Whilst nobody has ever been prosecuted under the current legislation (passed in 2009), it nonetheless creates a chilling effect on free speech and makes an ass of the law. The only reason it still exists is to satisfy the requirements of the Constitution of Ireland, and indeed Irish lawmakers have admitted that the 2009 act was designed to render the law practically unenforceable. When actor Stephen Fry was investigated by gardaí earlier this year for alleged blasphemy, former minister Dermot Ahern told the Irish Independent:
We diluted it in a way that made it pretty ineffectual...We implemented the crime but made it in a way that it would be virtually impossible to prosecute.
Ireland’s religious community is equally blasé about the 2009 act. As Kevin Hargaden, Social Theology Officer of the Jesuit Centre for Faith and Justice, explained to the Irish Times earlier this year:
This law was passed as a component of the Defamation Act in 2009. It was not the product of a grassroots movement of Irish Christians or a broad coalition of religious leaders. The Irish Council of Churches did not greet it with applause. No photo opportunity followed with the leaders of Dublin’s mosques. Religious adherents in Ireland did not actively lobby for this law.

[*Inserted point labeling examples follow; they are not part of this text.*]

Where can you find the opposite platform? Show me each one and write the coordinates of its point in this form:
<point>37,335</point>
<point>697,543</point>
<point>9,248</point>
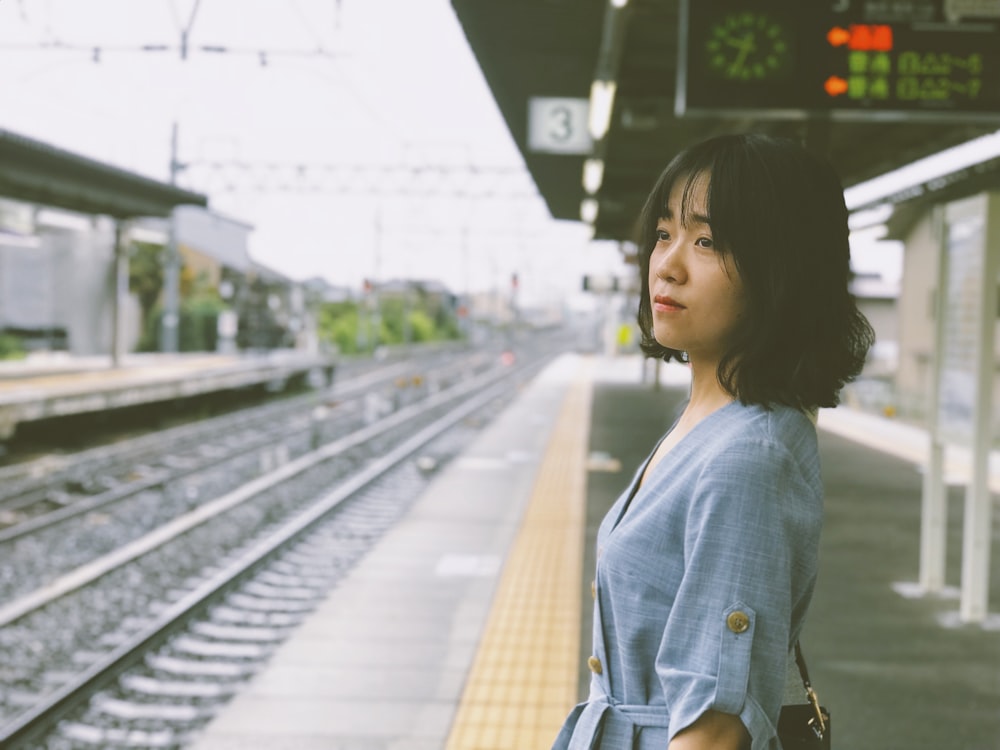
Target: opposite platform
<point>453,632</point>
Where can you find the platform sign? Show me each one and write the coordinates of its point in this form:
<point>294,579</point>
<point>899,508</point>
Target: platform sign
<point>853,59</point>
<point>558,125</point>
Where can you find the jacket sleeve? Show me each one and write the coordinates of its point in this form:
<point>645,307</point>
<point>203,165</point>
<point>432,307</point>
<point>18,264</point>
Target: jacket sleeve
<point>750,548</point>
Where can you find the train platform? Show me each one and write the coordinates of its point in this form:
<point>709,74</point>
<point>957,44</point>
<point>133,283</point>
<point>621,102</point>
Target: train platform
<point>467,626</point>
<point>51,387</point>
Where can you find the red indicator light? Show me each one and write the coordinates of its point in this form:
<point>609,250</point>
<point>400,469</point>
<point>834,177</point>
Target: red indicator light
<point>835,86</point>
<point>838,36</point>
<point>881,38</point>
<point>870,37</point>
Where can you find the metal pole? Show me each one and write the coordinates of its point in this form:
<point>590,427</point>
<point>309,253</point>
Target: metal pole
<point>171,267</point>
<point>977,534</point>
<point>934,501</point>
<point>121,290</point>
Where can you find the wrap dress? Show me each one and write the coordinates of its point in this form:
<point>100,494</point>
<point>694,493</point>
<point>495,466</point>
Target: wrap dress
<point>703,578</point>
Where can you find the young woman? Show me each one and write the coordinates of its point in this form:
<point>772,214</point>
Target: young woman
<point>706,564</point>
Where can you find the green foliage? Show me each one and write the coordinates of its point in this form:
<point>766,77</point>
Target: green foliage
<point>145,277</point>
<point>10,347</point>
<point>338,325</point>
<point>422,327</point>
<point>350,325</point>
<point>198,330</point>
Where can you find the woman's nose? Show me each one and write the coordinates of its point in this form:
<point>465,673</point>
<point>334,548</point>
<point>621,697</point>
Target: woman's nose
<point>670,266</point>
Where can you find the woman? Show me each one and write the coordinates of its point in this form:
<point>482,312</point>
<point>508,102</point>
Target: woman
<point>706,564</point>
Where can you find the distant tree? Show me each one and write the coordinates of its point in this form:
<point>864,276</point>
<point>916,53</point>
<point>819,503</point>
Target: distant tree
<point>145,277</point>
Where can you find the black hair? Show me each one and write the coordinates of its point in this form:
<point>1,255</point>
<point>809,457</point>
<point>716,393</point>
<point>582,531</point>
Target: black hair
<point>777,211</point>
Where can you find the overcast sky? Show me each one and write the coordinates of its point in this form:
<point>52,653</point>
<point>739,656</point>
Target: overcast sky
<point>385,85</point>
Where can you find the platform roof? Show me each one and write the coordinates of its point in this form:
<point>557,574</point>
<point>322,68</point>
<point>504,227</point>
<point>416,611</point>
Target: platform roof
<point>35,172</point>
<point>554,48</point>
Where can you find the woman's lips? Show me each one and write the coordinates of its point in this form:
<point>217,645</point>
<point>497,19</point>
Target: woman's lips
<point>662,303</point>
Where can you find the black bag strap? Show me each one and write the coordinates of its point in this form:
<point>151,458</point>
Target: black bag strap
<point>800,661</point>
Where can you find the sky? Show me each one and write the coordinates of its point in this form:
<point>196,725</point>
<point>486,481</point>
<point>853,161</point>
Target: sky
<point>359,93</point>
<point>354,98</point>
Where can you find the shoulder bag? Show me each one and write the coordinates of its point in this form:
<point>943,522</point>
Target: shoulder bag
<point>804,726</point>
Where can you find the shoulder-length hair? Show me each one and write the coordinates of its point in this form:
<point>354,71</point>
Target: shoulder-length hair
<point>777,211</point>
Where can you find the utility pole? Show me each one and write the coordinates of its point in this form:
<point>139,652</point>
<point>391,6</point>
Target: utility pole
<point>171,266</point>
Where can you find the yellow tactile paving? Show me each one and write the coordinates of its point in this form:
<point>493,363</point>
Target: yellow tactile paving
<point>524,677</point>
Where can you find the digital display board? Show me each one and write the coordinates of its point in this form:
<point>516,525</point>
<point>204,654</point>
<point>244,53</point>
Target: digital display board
<point>860,59</point>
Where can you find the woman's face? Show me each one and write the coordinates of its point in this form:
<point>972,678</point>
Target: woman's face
<point>695,292</point>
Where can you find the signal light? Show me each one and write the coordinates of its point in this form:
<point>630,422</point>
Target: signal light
<point>862,37</point>
<point>835,86</point>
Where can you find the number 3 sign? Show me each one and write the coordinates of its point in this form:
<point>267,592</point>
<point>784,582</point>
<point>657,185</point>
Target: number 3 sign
<point>558,125</point>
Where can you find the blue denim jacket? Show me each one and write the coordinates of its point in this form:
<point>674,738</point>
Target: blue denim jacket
<point>704,575</point>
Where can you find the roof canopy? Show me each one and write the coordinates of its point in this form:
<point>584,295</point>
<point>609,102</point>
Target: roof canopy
<point>35,172</point>
<point>557,48</point>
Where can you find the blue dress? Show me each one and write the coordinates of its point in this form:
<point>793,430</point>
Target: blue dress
<point>704,576</point>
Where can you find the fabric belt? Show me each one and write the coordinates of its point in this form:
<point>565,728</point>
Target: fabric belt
<point>603,716</point>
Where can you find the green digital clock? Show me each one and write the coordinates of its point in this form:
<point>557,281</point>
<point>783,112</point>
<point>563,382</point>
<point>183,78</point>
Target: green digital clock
<point>748,46</point>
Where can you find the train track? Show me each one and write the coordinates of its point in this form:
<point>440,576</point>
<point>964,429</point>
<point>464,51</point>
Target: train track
<point>167,626</point>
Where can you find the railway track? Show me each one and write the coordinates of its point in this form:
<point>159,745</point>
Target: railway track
<point>167,626</point>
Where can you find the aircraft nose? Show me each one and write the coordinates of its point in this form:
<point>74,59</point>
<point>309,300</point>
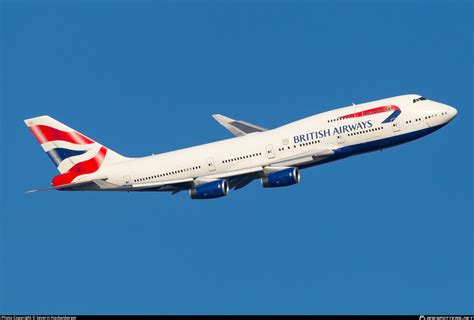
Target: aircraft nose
<point>452,112</point>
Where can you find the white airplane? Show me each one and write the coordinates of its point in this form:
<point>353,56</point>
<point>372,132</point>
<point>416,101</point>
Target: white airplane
<point>274,156</point>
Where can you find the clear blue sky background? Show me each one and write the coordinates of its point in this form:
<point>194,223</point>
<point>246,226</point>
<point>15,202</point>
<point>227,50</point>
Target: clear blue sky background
<point>387,232</point>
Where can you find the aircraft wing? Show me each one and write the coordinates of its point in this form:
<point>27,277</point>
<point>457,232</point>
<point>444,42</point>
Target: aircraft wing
<point>238,178</point>
<point>237,127</point>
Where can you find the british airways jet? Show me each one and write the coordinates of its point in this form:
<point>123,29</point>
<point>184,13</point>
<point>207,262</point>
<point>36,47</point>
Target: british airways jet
<point>274,156</point>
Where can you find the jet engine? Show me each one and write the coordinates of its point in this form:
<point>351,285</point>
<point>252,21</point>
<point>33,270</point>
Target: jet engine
<point>281,178</point>
<point>210,190</point>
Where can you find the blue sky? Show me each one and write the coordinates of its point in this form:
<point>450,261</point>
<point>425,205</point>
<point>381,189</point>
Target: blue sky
<point>386,232</point>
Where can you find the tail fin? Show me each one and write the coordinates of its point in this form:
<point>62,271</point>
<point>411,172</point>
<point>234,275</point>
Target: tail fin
<point>72,153</point>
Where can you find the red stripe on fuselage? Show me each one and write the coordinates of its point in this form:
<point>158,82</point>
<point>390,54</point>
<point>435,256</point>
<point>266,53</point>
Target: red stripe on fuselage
<point>85,167</point>
<point>370,112</point>
<point>46,134</point>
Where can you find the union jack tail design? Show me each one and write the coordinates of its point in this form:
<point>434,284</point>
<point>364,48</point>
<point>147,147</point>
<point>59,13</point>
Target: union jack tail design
<point>72,153</point>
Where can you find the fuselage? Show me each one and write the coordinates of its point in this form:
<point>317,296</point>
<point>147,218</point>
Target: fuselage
<point>347,131</point>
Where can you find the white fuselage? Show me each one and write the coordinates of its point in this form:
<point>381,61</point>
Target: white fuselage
<point>363,131</point>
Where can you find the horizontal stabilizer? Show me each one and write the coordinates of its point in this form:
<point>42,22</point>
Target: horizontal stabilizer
<point>237,127</point>
<point>67,186</point>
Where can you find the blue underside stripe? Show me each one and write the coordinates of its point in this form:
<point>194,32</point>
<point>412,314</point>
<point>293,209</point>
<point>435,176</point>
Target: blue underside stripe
<point>59,154</point>
<point>376,145</point>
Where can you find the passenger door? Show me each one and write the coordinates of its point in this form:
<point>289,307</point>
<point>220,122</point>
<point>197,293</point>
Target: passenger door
<point>395,125</point>
<point>269,151</point>
<point>210,164</point>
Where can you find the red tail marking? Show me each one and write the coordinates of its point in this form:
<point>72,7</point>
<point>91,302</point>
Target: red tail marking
<point>45,134</point>
<point>85,167</point>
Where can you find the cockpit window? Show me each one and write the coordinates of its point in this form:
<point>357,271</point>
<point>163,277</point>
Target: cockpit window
<point>419,99</point>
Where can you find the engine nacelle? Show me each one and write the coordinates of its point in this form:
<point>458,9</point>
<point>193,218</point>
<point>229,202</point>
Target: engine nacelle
<point>282,178</point>
<point>210,190</point>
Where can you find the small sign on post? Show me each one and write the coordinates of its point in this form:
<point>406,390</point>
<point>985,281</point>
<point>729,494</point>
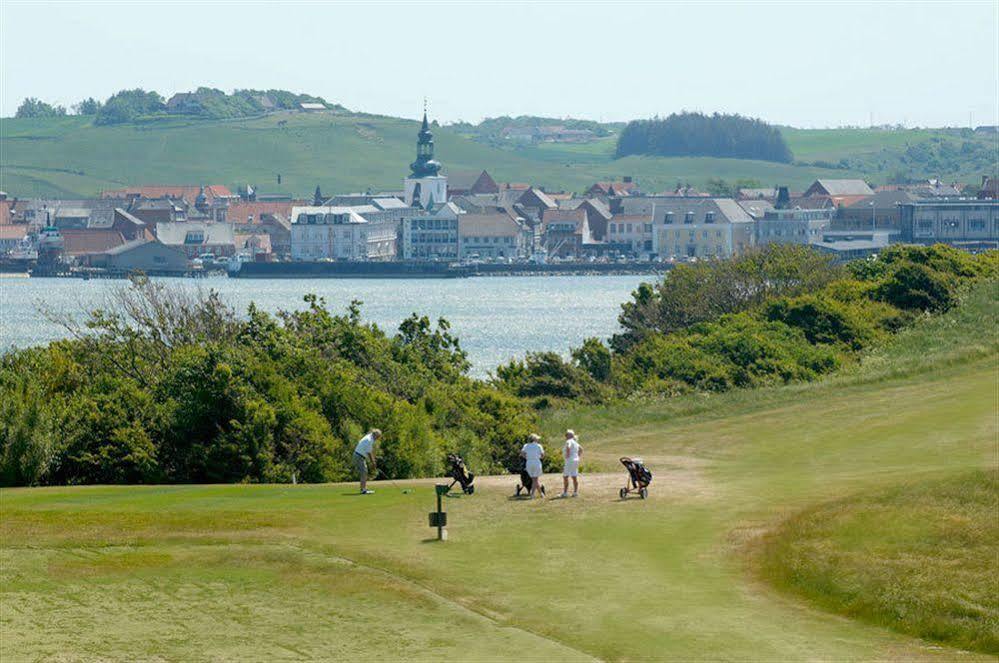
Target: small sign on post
<point>438,518</point>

Despite the widespread (and accurate) impression that Ireland’s blasphemy law has no teeth, its continued existence has proven to be a useful rhetorical tool for opponents of free speech. Following the Charlie Hebdo massacre, Dr Ali Selim of the Islamic Cultural Centre of Ireland threatened to pursue legal action against members of the Irish media who published cartoons of the Prophet Mohammed: referencing Ireland’s blasphemy laws. And the problems created by the 2009 act aren’t limited to Ireland either:
...the Organisation of Islamic Co-operation - which has 57 member states - cites Ireland’s law as best practice and has even proposed the adoption of its precise wording to limit human rights on freedom of conscience.
Thankfully, with a recent poll showing a clear majority in favour of removing the offence of blasphemy from the Constitution, Ireland looks set to adopt a modern, secular approach to free speech.